Wednesday, November 24, 2010
Tuesday, November 16, 2010
Saturday, November 13, 2010
I feel like that zebra at the back of the herd being stalked by a pride of lazy lions. You know the one. She's got a peg leg, eye patch, and slight case of mange. She's the one desperately trying to run into the middle of the herd so one of the more sickly specimens gets caught, except she's pretty close to the sickliest zebra in the bunch. That's how I feel.
My skin is stretched tight from fluid retention, so much so that my neck has rings much like the Michelin man. I've managed to stave off major weight gain by hitting the treadmill five days a week for extended sessions and to date have only gained two pounds. Regardless, none of my pants fit because my midsection is swollen from steroids. Muffin top reigns supreme.
The muscles in my legs are a bit withered. I can no longer get up from a squatting position without pushing off of, or pulling up onto something. I dread dropping things because I'm never certain whether I'll be able to pick them up. My arms are noticeably weaker and I can't carry as much. I'm having trouble getting out of cars. It takes me a bit longer to walk to class and I pity the drivers who have to wait on me to cross the street. Even at a hustle, I'm slower than the slowest crosser. I've been using my disabled parking pass more when I run errands.
Yesterday, I asked Chris to accompany me to the grocery store because I didn't want to do it by myself. Normally, I love grocery shopping alone. Yesterday, I dreaded having to load all of it into my car. It's not that I can't do it. It's the fact that it's taking me twice as long. I'm also starting to feel a little more aware of my appearance. I'm not embarrassed that my face is a bit distorted, or feeling otherwise vain in that regard. I'm more aware of the side-ways glances and people quickly looking away when I catch their eye. It makes me feel obvious.

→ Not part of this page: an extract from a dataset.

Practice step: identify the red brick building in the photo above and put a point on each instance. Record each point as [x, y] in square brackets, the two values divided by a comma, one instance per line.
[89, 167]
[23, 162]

I know many of my transplant friends can relate since we've all done the steroid dance a few times. What I'm feeling isn't new, but I am ready for it to be over. My next steroid taper occurs on 11/17 when I start taking 64mg of methylprednisolone every other day. I'll see my transplant doctor the first week of December and she'll decide on the next step. I'm hopeful that the GvHD remains in check and I'm able to taper once again.
Thursday, November 11, 2010
Monday, November 8, 2010
It's Ann. I'm logged in on Chris's computer. Here is the video Chris shot of our Halloween set up. There's a point where I think he's taking a picture of me and so I have a big plastic smile.
Also, here's a picture of me between four and five weeks on steroids. My cheeks look like they're trying to eat my features.
Thursday, November 4, 2010
To get the numbers out of the way:
Alkaline Phosphatase: 75
Alanine Aminotransferase: 63
The only normal numbers in the bunch include: red blood cells, hemoglobin, and alkaline phosphatase (liver enzyme). My platelets are plummeting, and everything else is high--mostly due to steroids. My liver enzymes are trending in the right direction. So much so that my transplant doctor surprised me yesterday by having my PICC line pulled. It was an ecstatic moment.
I saw the infectious disease specialist, AKA the fungus expert, and he discharged me from his care. My lung issues had nothing to do with fungus, but the culture did grow para-influenza. I was on so many antibiotics that it was covered and essentially treated.
Next up was the pulmonary specialist who showed me my chest x-rays from the last three visits. It was like night and day. When I was first diagnosed with decreased lung function, the x-ray showed both lungs filled with infiltrates. It looked like someone had dumped a box of cotton swabs into each lung to the point that the lower lobes were nearly opaque. Yesterday's x-ray showed some infiltrates still present, but you could tell you were looking at lungs. I've been told that it could take months before my breathing is normal. I still get slightly breathless when I exert myself, but it's nothing compared to what it was a month ago.
I have to return in December to have more scans and do another complete pulmonary function test.
My transplant doctor is pleased with how I'm reacting to the steroids and has started me on another taper. If all goes well, I can taper again in two weeks. She had concerns about my tacrolimus levels, though. She likes for them to hover around 8 and mine were at 16.9. To put things into context, tacro causes headaches and tremors. I haven't had any headaches, but I shake from head to toe. It's so bad that I have a hard time taking notes in class and yesterday, the phlebotomist had to physically restrain my arm in order to get blood. Dr. K. noticed the shaking right away and immediately throttled back my dose.
My magnesium is also low from the tacrolimus. I have to start taking mega-doses of it to supplement and have my levels checked locally in two weeks. All of the doctors I saw yesterday speculated that the increase in leg cramps interrupting my sleep is a result of low magnesium coupled with steroid side effects.
My brain is starting to shut down and I have a bit of homework to do before class, so I'll have to leave you with this pitiful post. Chris has a Halloween video that he needs to upload. Harass him and it might happen.